While a day may be classified into the day of the week, we may also classify them by whether it is a holiday or working day and whether it succeeds a holiday or working day. Thus, we now consider how the top left plot of Fig. 1.10 changes depending on such a classification.

Fig. 1.11
figure 11

Average demand profiles in (kWh) for each day classification by time of day for TVV

The days and times were classified into 4 categories: working day followed by working day (ww), working day followed by a holiday (hw), holiday followed by a working day (wh) and holiday followed by a holiday (hh). All Sundays were classified as “hh” but weekdays can be classified as “hh” for example for Christmas or other bank holidays. Tuesdays to Fridays are mostly qualified as “ww” except when they occur immediate after Easter weekend, Christmas, boxing day, or new year’s day, in which case they were classified as “hw”. As expected, Saturdays are mostly qualified as “wh” or as “hh” when they succeeded Fridays which were national holidays. The load profiles separated by these day classifications are shown in Fig. 1.11.

Again, we see qualitatively similar behaviour as the Irish smart meter data; the breakfast peaks occur earlier on working days and at similar times regardless of whether the previous day was a holiday or not. As was the case for the Irish smart meter data, the evening peaks are not distinguishably different between working days and holidays; the main difference is for day time consumption. In general, bank holidays and Sundays have the highest usage, Saturdays and other ordinary non-working days use slightly less but still significantly more than working days. The day time usage on working days is the lowest.

1.3 Outline and Objectives

As was mentioned before, the work that is presented in this book is the first part of a project, which aims to incorporate analyses of extremes into forecasting algorithms to improve the accuracy of forecasts for low-voltage networks, that is substations, feeders and households. Thus, it is an amalgamation of two research areas, which till now have remained relatively separate, in order to inform and affect decision making within the energy industry.
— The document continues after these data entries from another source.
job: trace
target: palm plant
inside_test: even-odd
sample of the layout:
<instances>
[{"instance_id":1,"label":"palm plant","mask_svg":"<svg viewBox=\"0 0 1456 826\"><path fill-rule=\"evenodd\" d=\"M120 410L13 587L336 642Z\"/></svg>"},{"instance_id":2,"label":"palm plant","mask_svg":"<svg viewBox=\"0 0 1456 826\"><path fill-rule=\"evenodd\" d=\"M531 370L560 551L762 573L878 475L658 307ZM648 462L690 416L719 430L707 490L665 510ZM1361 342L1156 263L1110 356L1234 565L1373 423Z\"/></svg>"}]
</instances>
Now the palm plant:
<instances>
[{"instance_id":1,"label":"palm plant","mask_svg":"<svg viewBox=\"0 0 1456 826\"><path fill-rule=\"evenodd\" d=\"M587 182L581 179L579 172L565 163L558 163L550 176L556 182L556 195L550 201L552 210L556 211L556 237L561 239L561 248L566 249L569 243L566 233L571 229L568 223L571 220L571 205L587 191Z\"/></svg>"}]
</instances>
Thus far, we have considered only generally the value of the current line of inference to the utility industry. In what proceeds, we aim to give a thorough review of the literature and provide more specific reasons for why each method is used and discuss its shortcomings. In Chap. 2, we will explore in depth the literature of short term load forecasts (STLF). Within it, we will consider some industry standards, introduce some recent forecasting algorithms, and discuss forecast validation and uncertainty. After that, we will deviate for two chapters into the theory of extremes (Chap. 3) and the statistics of extremes (Chap. 4), both of which form the cornerstones of the work presented in the case studies in Chaps. 4 and 5. Presented forecasting and extremes techniques are illustrated in case studies. Benchmarks for end-point estimators of electric profiles and forecasting algorithms are established, some modifications offered and crucially analyses of extremes is provided, which in return feeds into forecasts and their validation.